The non-oil trade deficit has been the subject of some attention among Iranian authorities. The National Development Fund of Iran, the country’s sovereign wealth fund, has a program to provide capital to Iranian commercial banks in order to fund loans for private sector export-oriented enterprises. Many of these projects are focused on agricultural production, where loans are used to implement new (often European) technology in order to increase the quality or quality of production while also creating jobs.
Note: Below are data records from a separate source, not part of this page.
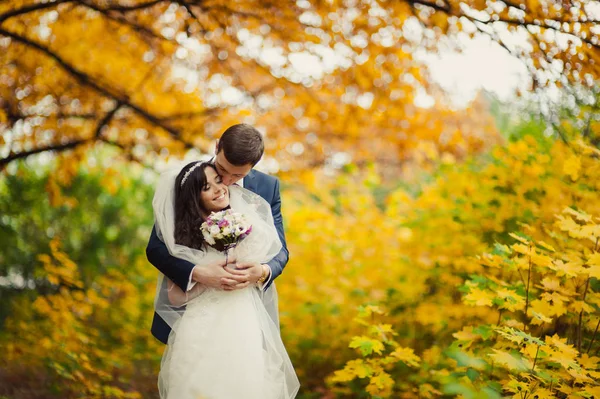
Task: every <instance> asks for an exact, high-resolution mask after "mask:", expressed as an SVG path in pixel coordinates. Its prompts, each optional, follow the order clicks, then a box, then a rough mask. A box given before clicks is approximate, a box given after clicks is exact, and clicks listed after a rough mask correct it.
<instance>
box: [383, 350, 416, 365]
mask: <svg viewBox="0 0 600 399" xmlns="http://www.w3.org/2000/svg"><path fill="white" fill-rule="evenodd" d="M390 356H392V357H394V358H396V359H397V360H399V361H401V362H404V363H405V364H406V365H407V366H412V367H419V364H420V362H421V358H420V357H419V356H417V355H415V353H414V351H413V349H412V348H403V347H399V348H396V349H395V350H394V351H393V352H392V353H391V354H390Z"/></svg>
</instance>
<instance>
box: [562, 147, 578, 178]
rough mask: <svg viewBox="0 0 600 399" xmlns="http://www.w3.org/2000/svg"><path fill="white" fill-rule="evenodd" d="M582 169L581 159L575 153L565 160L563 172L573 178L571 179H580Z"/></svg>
mask: <svg viewBox="0 0 600 399" xmlns="http://www.w3.org/2000/svg"><path fill="white" fill-rule="evenodd" d="M580 170H581V159H580V158H579V157H578V156H577V155H575V154H573V155H571V156H570V157H569V158H567V160H566V161H565V164H564V166H563V172H564V174H566V175H567V176H569V177H570V178H571V180H573V181H576V180H577V179H579V172H580Z"/></svg>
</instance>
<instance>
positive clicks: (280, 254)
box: [263, 179, 290, 290]
mask: <svg viewBox="0 0 600 399" xmlns="http://www.w3.org/2000/svg"><path fill="white" fill-rule="evenodd" d="M271 213H272V214H273V222H274V223H275V228H276V229H277V234H278V235H279V239H280V240H281V245H282V248H281V251H279V253H278V254H277V255H275V257H274V258H273V259H271V261H269V263H268V265H269V267H270V268H271V276H270V277H269V280H268V281H266V282H265V283H264V284H263V289H265V290H266V289H267V288H269V286H270V285H271V283H272V282H273V280H275V278H277V277H278V276H279V275H280V274H281V272H283V268H284V267H285V265H286V264H287V262H288V260H289V256H290V254H289V252H288V249H287V243H286V241H285V232H284V230H283V217H282V215H281V194H280V192H279V180H278V179H275V185H274V189H273V200H272V201H271Z"/></svg>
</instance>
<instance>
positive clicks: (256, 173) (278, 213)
mask: <svg viewBox="0 0 600 399" xmlns="http://www.w3.org/2000/svg"><path fill="white" fill-rule="evenodd" d="M244 188H246V189H247V190H250V191H252V192H254V193H256V194H258V195H260V196H261V197H263V198H264V199H265V200H266V201H267V202H268V203H269V204H270V205H271V212H272V214H273V220H274V222H275V227H276V228H277V233H278V234H279V239H280V240H281V244H282V248H281V251H279V253H278V254H277V255H276V256H275V257H274V258H273V259H272V260H271V261H270V262H269V263H268V265H269V267H270V268H271V278H270V280H269V282H268V284H267V286H266V287H265V289H266V288H267V287H268V286H269V285H270V284H271V283H272V282H273V280H275V278H276V277H277V276H279V275H280V274H281V272H282V271H283V268H284V267H285V265H286V264H287V261H288V258H289V252H288V249H287V244H286V242H285V233H284V231H283V218H282V216H281V195H280V193H279V180H277V178H276V177H273V176H269V175H266V174H264V173H262V172H259V171H256V170H251V171H250V173H248V175H247V176H246V177H245V178H244ZM146 256H147V257H148V261H150V263H152V265H154V267H156V268H157V269H158V270H160V272H161V273H163V274H164V275H165V276H167V277H168V278H170V279H171V280H172V281H173V282H174V283H175V284H177V285H178V286H179V287H180V288H181V289H182V290H183V291H184V292H185V291H186V290H187V287H188V283H189V279H190V274H191V273H192V269H193V268H194V266H195V265H194V264H193V263H190V262H188V261H186V260H183V259H179V258H175V257H173V256H171V254H170V253H169V250H168V249H167V246H166V245H165V243H164V242H162V241H161V240H160V239H159V238H158V236H157V235H156V229H155V228H154V227H153V228H152V234H151V235H150V240H149V241H148V247H147V248H146ZM170 332H171V327H169V325H168V324H167V323H166V322H165V321H164V320H163V319H162V318H161V317H160V316H159V315H158V314H157V313H154V319H153V320H152V335H154V337H156V339H158V340H159V341H161V342H162V343H164V344H166V343H167V339H168V338H169V333H170Z"/></svg>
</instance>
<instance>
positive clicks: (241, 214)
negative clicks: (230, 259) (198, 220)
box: [200, 209, 252, 256]
mask: <svg viewBox="0 0 600 399" xmlns="http://www.w3.org/2000/svg"><path fill="white" fill-rule="evenodd" d="M200 230H201V231H202V236H203V237H204V240H205V241H206V243H207V244H208V245H210V246H211V247H213V248H215V249H216V250H218V251H224V252H225V255H226V256H227V251H228V250H230V249H232V248H235V247H236V246H237V245H238V244H239V243H240V242H241V241H242V240H243V239H244V238H246V237H248V235H249V234H250V233H251V232H252V225H251V224H250V223H248V221H247V220H246V218H245V217H244V215H242V214H241V213H236V212H233V211H232V210H231V209H226V210H224V211H220V212H212V213H211V214H210V215H209V216H208V218H207V219H206V221H205V222H204V223H202V225H201V226H200Z"/></svg>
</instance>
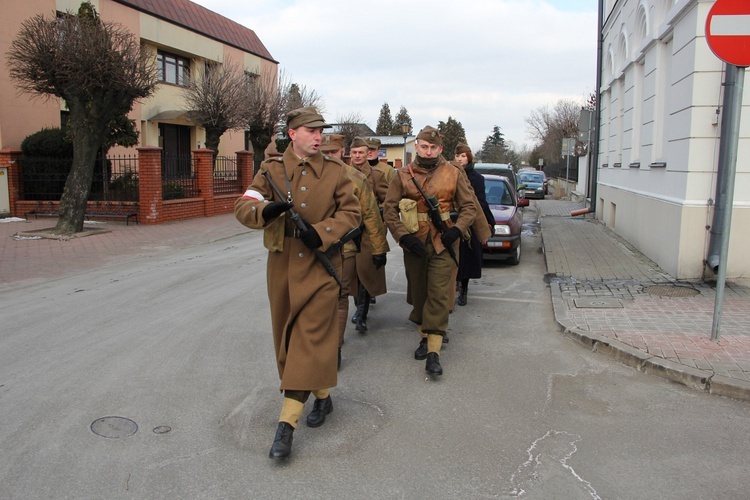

Nonetheless, the primary instinct for Iranian officials has been to try and reduce import demand. Recently, the government announced a measure to ban the advertisement of foreign products for which there exists a domestically manufactured equivalent. But given that demand for many imports will prove inelastic, a focus on boosting exports would be a far more prudent strategy for dealing with the trade deficit.

When looking to non-sanctionable goods and the current trade deficit of EUR 1 billion within this category, the possibility of boosting Iranian exports by EUR 250 million is significant from the standpoint of reducing pressure on foreign exchange markets. Add to this other intended improvements to the cost efficiency of trade, and it becomes clear how the forthcoming H-SPV could help Iran address some of the external drivers of inflation. Most importantly, this analysis shows that the launch of the SPV is not the end of an implementation process. It is just the first step in a much-needed reimagining of Europe-Iran trade relations and a process in which the EU can showcase its commitment to a working partnership with Iran.